Friday, January 16, 2004

coffees gone wild

today i got a great email from peter of counterculture. he's currently in el salvador, searching out new coffees.

we were discussing his ethiopian moka harrar, which he actually thinks may be a sidamo. and what we were discussing was the concept of "wild" and "stinker" in coffee.

professional coffee tasters, known as cuppers, generally use the term wild to mean coffees that don't taste the same throughout a sample. it's common to take 1 lb. of a coffee, roast it, grind it, and place samples in 3 or 5 cups when you cup it. if these several sample cups taste different, the coffee is deemed wild.

some people use wild to denote any extreme or unusual flavor in a coffee, good or bad (scroll all the way down), but i think this usage is in the minority.

if the coffee has taints or defects, they might show up in all the cups. but some coffees are just naturally inconsistent; wildness may be due to their climate, the way they're grown, or the way they are processed.

one roaster i know no longer carries harrars: "there's wild," he says, "and wild, and then there's harrar -- out of control!" inconsistent coffees can be difficult to roast, and certainly don't provide the kind of reliable product most customers demand.

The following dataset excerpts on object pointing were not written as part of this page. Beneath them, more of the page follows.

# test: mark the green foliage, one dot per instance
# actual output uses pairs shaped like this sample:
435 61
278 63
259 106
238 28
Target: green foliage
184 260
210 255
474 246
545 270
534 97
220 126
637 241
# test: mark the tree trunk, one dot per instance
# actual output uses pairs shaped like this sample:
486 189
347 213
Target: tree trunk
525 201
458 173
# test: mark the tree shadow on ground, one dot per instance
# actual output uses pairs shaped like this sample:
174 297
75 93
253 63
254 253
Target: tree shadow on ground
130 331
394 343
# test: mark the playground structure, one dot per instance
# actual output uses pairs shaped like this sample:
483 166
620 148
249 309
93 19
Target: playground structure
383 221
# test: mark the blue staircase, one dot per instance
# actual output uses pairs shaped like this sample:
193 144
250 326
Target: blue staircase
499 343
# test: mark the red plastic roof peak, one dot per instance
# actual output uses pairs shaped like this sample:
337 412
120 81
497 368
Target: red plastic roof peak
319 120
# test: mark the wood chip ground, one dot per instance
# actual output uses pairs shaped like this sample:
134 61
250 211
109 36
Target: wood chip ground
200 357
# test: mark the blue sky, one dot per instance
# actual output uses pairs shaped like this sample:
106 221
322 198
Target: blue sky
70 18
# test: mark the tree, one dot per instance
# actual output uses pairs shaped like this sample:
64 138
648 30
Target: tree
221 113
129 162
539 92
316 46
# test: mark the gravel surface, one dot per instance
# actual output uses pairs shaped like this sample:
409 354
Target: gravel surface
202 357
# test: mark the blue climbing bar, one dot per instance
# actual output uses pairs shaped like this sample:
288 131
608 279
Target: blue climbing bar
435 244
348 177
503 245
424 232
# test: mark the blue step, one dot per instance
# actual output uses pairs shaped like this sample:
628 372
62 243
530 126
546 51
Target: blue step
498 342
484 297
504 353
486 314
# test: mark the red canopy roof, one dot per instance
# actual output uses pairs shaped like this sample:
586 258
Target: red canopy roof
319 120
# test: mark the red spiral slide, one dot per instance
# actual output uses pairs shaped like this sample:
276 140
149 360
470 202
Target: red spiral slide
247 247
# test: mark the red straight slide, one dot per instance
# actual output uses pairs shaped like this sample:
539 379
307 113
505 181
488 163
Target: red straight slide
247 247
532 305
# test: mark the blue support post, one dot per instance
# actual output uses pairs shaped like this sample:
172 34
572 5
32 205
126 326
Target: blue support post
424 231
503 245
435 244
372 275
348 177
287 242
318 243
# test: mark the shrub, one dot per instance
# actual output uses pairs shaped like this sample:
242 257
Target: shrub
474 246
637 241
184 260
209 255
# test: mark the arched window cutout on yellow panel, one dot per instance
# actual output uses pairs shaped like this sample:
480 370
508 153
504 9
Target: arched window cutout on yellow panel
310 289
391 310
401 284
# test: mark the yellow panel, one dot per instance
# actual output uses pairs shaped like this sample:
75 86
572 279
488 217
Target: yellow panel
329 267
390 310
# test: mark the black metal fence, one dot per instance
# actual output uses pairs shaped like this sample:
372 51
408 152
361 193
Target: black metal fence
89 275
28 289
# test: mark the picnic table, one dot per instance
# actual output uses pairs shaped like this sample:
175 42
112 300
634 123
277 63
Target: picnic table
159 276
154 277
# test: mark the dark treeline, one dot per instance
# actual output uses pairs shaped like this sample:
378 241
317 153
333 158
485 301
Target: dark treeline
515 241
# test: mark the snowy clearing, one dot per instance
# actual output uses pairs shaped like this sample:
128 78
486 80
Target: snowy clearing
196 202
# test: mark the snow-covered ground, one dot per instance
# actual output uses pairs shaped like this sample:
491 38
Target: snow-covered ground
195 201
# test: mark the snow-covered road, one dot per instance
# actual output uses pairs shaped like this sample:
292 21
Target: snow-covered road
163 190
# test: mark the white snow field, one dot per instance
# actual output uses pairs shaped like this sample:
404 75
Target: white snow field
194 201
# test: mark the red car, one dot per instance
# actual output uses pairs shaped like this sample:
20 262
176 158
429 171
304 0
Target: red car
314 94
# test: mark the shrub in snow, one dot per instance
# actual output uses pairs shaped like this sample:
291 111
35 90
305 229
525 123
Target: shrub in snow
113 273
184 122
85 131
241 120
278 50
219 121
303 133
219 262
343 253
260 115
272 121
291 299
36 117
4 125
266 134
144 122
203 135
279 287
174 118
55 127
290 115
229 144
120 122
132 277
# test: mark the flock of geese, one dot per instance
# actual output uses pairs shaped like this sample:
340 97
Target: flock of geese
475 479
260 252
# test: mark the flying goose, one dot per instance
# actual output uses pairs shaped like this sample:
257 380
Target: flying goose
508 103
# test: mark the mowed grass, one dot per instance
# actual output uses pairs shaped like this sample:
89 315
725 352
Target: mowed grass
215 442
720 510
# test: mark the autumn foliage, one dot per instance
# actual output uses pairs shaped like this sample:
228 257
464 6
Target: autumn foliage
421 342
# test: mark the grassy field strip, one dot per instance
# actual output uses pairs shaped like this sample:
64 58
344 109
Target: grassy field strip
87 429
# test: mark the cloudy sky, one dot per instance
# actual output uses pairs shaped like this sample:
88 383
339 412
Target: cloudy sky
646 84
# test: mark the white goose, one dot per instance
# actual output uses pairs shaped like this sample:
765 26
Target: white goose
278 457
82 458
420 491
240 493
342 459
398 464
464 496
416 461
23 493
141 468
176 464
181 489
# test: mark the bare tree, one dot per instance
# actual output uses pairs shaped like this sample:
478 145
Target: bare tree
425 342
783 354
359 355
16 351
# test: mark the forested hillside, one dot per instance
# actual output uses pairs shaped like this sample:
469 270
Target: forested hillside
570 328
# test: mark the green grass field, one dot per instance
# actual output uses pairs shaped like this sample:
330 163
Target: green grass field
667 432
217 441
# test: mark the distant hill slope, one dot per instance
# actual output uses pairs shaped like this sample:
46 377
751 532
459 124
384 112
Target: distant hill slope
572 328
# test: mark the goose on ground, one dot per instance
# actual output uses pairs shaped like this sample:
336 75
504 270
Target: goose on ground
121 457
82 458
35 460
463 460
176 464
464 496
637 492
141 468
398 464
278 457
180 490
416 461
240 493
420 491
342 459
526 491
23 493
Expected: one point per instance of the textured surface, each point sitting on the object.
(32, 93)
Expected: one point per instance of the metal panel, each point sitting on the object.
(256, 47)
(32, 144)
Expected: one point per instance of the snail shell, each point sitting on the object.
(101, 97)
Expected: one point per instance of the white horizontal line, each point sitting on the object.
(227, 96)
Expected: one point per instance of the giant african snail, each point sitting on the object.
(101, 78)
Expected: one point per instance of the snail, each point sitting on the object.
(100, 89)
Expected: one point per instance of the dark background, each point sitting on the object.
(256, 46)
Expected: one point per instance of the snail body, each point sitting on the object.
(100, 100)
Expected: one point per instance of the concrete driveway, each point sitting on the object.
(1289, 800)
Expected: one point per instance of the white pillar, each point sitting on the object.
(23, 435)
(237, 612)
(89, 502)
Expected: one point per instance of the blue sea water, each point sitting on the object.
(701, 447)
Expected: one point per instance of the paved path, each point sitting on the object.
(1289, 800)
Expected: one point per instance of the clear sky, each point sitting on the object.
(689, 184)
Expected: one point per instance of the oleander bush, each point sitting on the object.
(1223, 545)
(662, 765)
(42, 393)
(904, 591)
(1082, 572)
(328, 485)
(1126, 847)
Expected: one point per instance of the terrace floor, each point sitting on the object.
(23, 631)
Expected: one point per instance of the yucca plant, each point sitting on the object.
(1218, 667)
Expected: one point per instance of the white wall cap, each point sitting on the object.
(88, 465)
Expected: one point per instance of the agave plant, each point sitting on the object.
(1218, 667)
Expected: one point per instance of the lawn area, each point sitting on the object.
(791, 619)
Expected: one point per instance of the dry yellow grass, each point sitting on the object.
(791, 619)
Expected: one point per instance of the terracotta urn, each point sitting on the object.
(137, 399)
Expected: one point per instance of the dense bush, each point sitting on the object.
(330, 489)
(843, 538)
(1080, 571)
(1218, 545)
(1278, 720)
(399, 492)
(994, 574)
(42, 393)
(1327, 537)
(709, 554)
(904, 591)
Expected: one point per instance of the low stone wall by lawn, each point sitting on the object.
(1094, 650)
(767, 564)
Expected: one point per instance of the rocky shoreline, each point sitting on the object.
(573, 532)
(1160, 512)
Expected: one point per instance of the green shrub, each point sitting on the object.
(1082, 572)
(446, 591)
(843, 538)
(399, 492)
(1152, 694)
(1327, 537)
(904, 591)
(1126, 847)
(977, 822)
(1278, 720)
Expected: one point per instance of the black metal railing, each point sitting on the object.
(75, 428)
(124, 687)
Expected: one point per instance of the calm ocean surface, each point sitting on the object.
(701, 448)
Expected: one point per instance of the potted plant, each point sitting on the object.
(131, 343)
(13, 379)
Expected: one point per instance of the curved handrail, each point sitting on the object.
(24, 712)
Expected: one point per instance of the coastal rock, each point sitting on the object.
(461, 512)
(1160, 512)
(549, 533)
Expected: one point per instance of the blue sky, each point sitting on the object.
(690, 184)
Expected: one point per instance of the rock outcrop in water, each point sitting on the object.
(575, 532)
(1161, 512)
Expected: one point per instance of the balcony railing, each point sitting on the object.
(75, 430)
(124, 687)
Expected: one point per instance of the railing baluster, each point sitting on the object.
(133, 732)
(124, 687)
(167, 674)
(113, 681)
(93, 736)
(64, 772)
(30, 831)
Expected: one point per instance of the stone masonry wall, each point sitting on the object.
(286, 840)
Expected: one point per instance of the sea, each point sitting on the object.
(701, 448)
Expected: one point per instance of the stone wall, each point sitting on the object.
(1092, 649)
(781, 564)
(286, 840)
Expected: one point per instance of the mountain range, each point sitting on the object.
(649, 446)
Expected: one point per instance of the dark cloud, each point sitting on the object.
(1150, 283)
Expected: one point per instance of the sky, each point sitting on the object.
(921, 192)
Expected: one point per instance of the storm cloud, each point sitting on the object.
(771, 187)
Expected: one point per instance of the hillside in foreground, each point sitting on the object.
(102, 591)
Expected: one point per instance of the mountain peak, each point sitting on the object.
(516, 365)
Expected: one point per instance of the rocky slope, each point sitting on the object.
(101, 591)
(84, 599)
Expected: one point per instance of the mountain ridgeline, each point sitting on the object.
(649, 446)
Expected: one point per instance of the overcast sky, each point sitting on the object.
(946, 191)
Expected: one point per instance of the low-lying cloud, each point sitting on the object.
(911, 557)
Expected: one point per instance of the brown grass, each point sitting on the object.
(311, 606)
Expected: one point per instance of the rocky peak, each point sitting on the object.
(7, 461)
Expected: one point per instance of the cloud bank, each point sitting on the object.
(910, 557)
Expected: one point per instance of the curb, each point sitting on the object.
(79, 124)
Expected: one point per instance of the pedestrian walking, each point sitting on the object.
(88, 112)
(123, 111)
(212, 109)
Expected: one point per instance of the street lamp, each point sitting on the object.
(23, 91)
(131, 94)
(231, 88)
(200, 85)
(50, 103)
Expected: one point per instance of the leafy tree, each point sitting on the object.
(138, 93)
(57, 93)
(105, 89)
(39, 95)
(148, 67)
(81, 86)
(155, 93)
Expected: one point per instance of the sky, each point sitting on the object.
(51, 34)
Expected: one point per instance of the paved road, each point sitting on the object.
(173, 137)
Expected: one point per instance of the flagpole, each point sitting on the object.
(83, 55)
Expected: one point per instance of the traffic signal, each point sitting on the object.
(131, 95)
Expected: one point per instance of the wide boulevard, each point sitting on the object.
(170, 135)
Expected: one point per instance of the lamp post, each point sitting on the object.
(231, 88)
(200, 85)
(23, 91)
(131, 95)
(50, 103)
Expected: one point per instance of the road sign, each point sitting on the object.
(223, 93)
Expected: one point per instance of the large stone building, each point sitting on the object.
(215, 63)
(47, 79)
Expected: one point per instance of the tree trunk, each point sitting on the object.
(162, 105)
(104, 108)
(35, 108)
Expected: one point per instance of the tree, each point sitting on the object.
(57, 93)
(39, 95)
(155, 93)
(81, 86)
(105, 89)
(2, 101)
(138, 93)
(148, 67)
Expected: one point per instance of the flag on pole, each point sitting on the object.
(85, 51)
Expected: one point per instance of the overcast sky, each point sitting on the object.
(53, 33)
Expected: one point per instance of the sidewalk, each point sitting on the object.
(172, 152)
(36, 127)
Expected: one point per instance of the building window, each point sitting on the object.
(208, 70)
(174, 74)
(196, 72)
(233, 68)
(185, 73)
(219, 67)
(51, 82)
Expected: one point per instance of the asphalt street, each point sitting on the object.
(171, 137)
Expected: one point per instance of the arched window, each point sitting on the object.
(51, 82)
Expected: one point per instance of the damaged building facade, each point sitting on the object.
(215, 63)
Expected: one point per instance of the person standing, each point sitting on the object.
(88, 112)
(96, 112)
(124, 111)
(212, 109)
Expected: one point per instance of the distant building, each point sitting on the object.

as i wrote earlier, this harrar has tremendous raspberry notes that i loved. but there was also in the aroma a decided raw potato-groundy thing. it wasn't in every cup. but when it appeared it was there and it was unpleasant.

this sometimes-there / sometimes-not is the wildness in the cup. and while perhaps a touch of that potato-earthy thing might be a note adding unique character to a coffee, in this case it was all bad.

peter wrote that he believed this was the taste of the defect known as "stinker bean" (see pic here). he said:

"These are all too common in naturals [ed. note: a.k.a "dry-processed"], and the way you describe it is perfect -- between earthy and potato. This comes from a bean where the fruit is broken either on the tree or as it is being picked, which as it dries (remember, on this coffee the cherry dries on the bean) gets moldy.

This is one single bean which can affect an entire cup. I really liked this coffee this year, however even one defect is over the level acceptability for me.

This is the first year with this particular coffee (it was a risk - the first year this particular Organic Sidamo was available). Next year, I have contracted an extra sort to try to avoid such things. Ohhh, the perils of being a coffee buyer."

it seems like peter was apologizing for his coffee, but i have to say, as someone used to drinking the perfect coffees of don schoenholt at gillies and other specialty roasters, i never ever see a defect. to find one is a thrilling experience for me! i'm happy to have found it and been able to identify it. . .

recently i wrote about the midnite espresso cocktail. now it seems like various espresso cocktails are everywhere, like this one with espresso, vanilla vodka, and kahlua.